Accordingly, the government may resort to raising the prices of oil derivatives such as gas, gasoline, and diesel to add more burdens to the Syrians, causing successive and caustic increases in the prices of commodities that fuel enters into its production, including furnace fuel.
He continued, “It is expected that the Syrian pound will witness an unprecedented collapse in its value, which affects the pockets of citizens, especially the group working for state institutions, which receive almost fixed wages in the Syrian currency, and their salaries do not exceed 40 dollars per month.”
The economic expert noted that the Russian-Ukrainian war had dire consequences for Syria, which is on the brink of famine, especially since 83 percent of its citizens at home live below the poverty line.
Humanitarian aid is affected
Kelly Petillo, Middle East and North Africa analyst at the European Council on Foreign Relations believes that the outbreak of the Russian-Ukrainian war will lead to a humanitarian crisis in Ukraine.
According to Pettilo, this crisis will inevitably lead to diverting emergency funding and resources towards it, which will put pressure on the humanitarian aid program on refugees that benefits refugees from Middle Eastern countries, including Syrians at home and in neighboring countries.
Kelly warned of the impact that increased pressure on humanitarian aid could have on the situation in Syria, whose economy depends on humanitarian aid.
It is expected that it will be affected by US sanctions on Russia, and that Ankara, Beirut and Amman, which receive thousands of Syrian refugees, rely heavily on humanitarian aid, which further complicates their situation due to the unstable local political and economic situation.
The prices of goods, medicines and meat have jumped since Thursday by 300 percent.
Radwan Al-Assaad, a former teaching assistant at the Faculty of Economics at the University of Aleppo, describes this rise as a “slow death” in an interview with Sky News Arabia.
He said that this rise came after the government lifted support for 600,000 families.
As for the economist, Mustafa Khalil, he notes that some drug prices have increased threefold and others fourfold, and the high prices have affected vegetables, fruits and gold.
He added: “With the rise in the prices of medicines, the prices of medicine (health care) will also rise.
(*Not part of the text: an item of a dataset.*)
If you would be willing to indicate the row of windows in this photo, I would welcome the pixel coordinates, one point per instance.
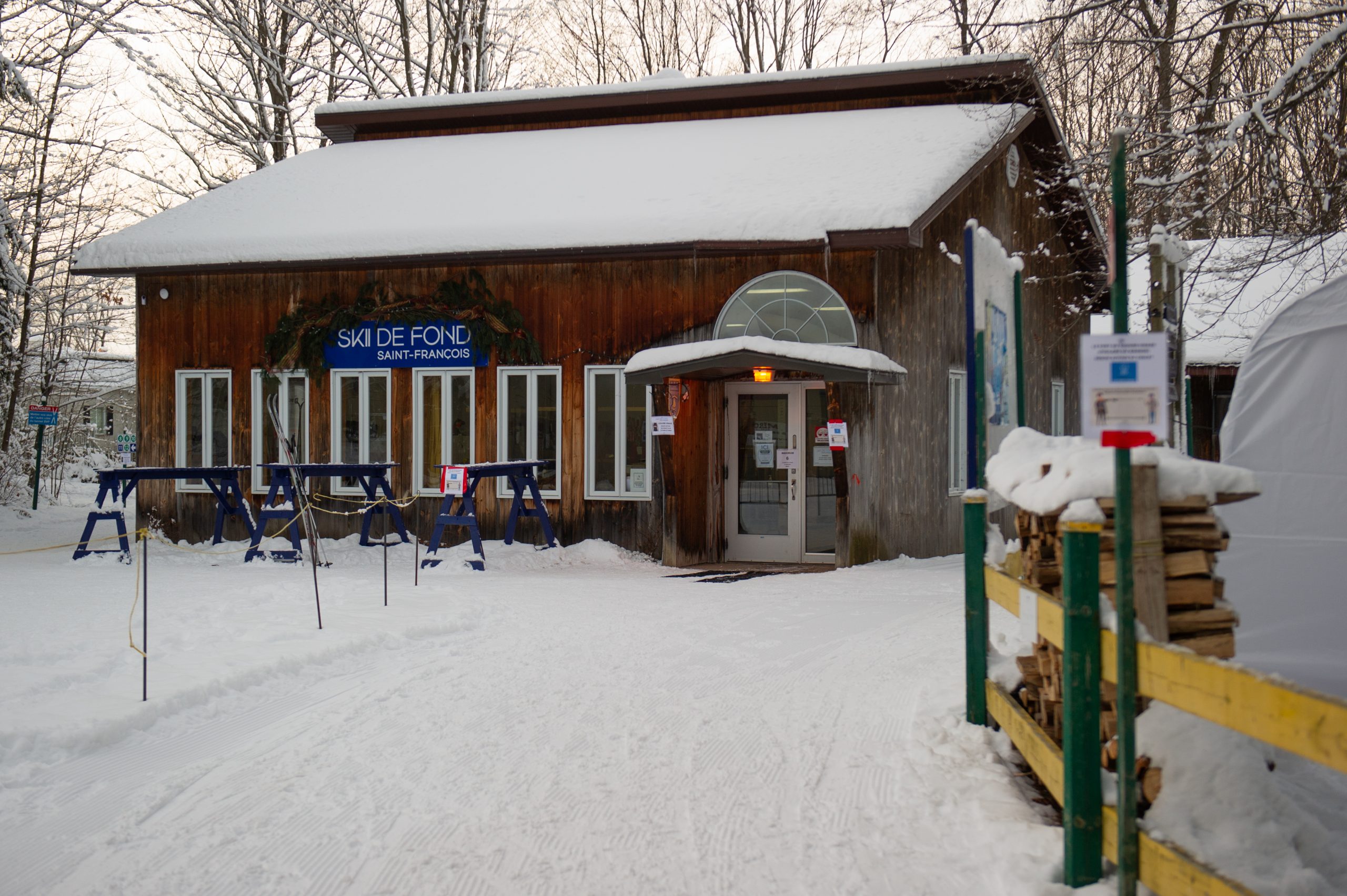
(958, 440)
(617, 440)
The doctor’s examination in the city of Aleppo, before the Ukrainian crisis, ranged between 25/30 thousand Syrian pounds, and some doctors raised it to 50 thousand pounds (equivalent to 28 dollars), and hospitals’ wages tripled after outbreak of war.
During a press conference at the Ministry of Information in Damascus on Thursday, Syrian Economy Minister Muhammad Samer Al-Khalil said that the government announced, after an exceptional session, a plan to manage economic and living conditions to mitigate the repercussions of the Ukrainian crisis on the country.
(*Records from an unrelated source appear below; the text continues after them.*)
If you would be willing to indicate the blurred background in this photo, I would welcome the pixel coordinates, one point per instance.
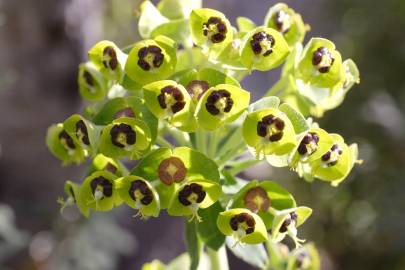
(356, 226)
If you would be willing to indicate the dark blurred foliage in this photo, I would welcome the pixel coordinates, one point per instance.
(356, 226)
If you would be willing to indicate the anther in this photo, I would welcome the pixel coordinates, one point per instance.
(150, 57)
(172, 170)
(322, 59)
(219, 102)
(81, 132)
(171, 97)
(215, 29)
(262, 43)
(122, 135)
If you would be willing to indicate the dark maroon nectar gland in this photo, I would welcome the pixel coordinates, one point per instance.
(123, 136)
(140, 193)
(271, 128)
(262, 43)
(219, 102)
(150, 57)
(172, 170)
(81, 132)
(67, 141)
(101, 188)
(331, 157)
(309, 144)
(242, 224)
(256, 200)
(126, 112)
(322, 60)
(282, 21)
(215, 29)
(197, 88)
(290, 219)
(172, 99)
(110, 60)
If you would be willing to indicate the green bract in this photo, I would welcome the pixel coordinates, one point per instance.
(320, 64)
(83, 132)
(210, 29)
(221, 104)
(139, 194)
(63, 146)
(263, 49)
(98, 192)
(269, 131)
(125, 137)
(287, 22)
(244, 225)
(92, 84)
(170, 100)
(151, 60)
(109, 59)
(168, 169)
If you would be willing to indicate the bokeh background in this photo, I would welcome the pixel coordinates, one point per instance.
(360, 225)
The government official confirmed a proactive plan prepared by the government aimed at developing basic scenarios to confront the current emergency crises.
Regarding the cost of importing wheat and oil, Al-Khalil pointed out that Syria imports in foreign currency more than 180,000 tons of wheat per month, while importing oil costs more than two and a half billion euros annually.
The government’s plan for the next two months includes austerity, guidance in managing stocks of basic materials such as sugar, oil, wheat, and others, and checking their distribution levels.
In addition, supervision of the exchange markets will be tightened to ensure that their stability is not tampered with and to prevent manifestations of monopoly. Despite that, the markets witnessed an unprecedented rise in prices since the outbreak of the battles between Russia and Ukraine.